I want to get this whole tree in a string like without Bad tree detected error:
( (S (NP-SBJ (NP (DT The) (JJ high) (JJ seven-day) )(PP (IN of) (NP (DT the) (CD 400) (NNS money) )))(VP (VBD was) (NP-PRD (CD 8.12) (NN %) )(, ,) (ADVP (RB down) (PP (IN from) (NP (CD 8.14) (NN %) ))))(. .) ))
Upvotes: 1
Views: 7932
Reputation: 563
NLTK provides functionality to do this right away:
flat_tree = tree._pformat_flat("", "()", False)
tree.pprint()
and str(tree)
both would call this method internally, but adding extra logic to split it into multiple lines if needed.
Upvotes: 1
Reputation: 106
You can convert the tree into string using str function then split and join as follow:
parse_string = ' '.join(str(tree).split())
print parse_string
Upvotes: 5
Reputation: 41
Python nltk provide a function for tree manipulation and node extraction
from nltk.tree import Tree
for tr in trees:
tr1 = str(tr)
s1 = Tree.fromstring(tr1)
s2 = s1.productions()
Upvotes: 3
Reputation: 170
The documentation provides a pprint()
method that flattens the tree into one line.
Parsing this sentence:
string = "My name is Ross and I am cool. What's going on world? I'm looking for friends."
And then calling pprint()
yields the following:
u"(NP+SBAR+S\n (S\n (NP (PRP$ my) (NN name))\n (VP\n (VBZ is)\n (NP (NNP Ross) (CC and) (PRP I) (JJ am) (NN cool.))\n (SBAR\n (WHNP (WP What))\n (S+VP (VBZ 's) (VBG going) (NP (IN on) (NN world)))))\n (. ?))\n (S\n (NP (PRP I))\n (VP (VBP 'm) (VBG looking) (PP (IN for) (NP (NNS friends))))\n (. .)))"
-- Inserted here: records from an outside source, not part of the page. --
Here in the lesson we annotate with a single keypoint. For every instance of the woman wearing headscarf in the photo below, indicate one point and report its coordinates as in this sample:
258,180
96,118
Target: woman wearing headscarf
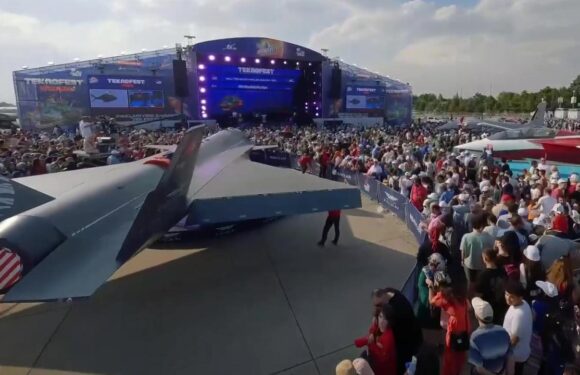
532,270
433,244
406,328
453,301
509,254
425,313
381,352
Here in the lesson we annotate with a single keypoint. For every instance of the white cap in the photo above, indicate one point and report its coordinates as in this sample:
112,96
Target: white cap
532,253
482,310
559,208
542,220
548,288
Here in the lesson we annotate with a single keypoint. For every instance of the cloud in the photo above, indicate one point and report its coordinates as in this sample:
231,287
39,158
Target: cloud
457,47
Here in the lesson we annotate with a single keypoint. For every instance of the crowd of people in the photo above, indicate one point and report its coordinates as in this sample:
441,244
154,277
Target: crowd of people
496,267
495,272
28,153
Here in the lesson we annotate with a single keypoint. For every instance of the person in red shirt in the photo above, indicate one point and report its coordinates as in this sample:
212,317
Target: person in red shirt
324,160
418,194
452,300
305,162
381,352
333,218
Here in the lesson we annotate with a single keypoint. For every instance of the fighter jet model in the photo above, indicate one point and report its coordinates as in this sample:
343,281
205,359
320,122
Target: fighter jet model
529,141
537,121
65,234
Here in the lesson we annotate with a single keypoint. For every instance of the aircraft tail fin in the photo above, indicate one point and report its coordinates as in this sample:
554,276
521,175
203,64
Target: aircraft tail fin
169,202
16,197
537,120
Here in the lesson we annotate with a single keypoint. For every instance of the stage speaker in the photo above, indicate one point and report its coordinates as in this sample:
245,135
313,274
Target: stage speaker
336,83
180,79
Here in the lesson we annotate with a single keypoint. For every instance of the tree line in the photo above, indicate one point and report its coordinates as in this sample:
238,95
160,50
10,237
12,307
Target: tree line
523,102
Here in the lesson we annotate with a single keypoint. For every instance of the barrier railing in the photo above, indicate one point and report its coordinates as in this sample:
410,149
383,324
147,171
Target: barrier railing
391,200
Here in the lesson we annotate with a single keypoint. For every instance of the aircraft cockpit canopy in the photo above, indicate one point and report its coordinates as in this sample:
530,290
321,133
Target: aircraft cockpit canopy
529,133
From this point, if you wish to remove the tabs and newlines, you can use the following split
and join
(see here):
splitted = tree.pprint().split()
flat_tree = ' '.join(splitted)
Executing that yields this for me:
u"(NP+SBAR+S (S (NP (PRP$ my) (NN name)) (VP (VBZ is) (NP (NNP Ross) (CC and) (PRP I) (JJ am) (NN cool.)) (SBAR (WHNP (WP What)) (S+VP (VBZ 's) (VBG going) (NP (IN on) (NN world))))) (. ?)) (S (NP (PRP I)) (VP (VBP 'm) (VBG looking) (PP (IN for) (NP (NNS friends)))) (. .)))"
Upvotes: 2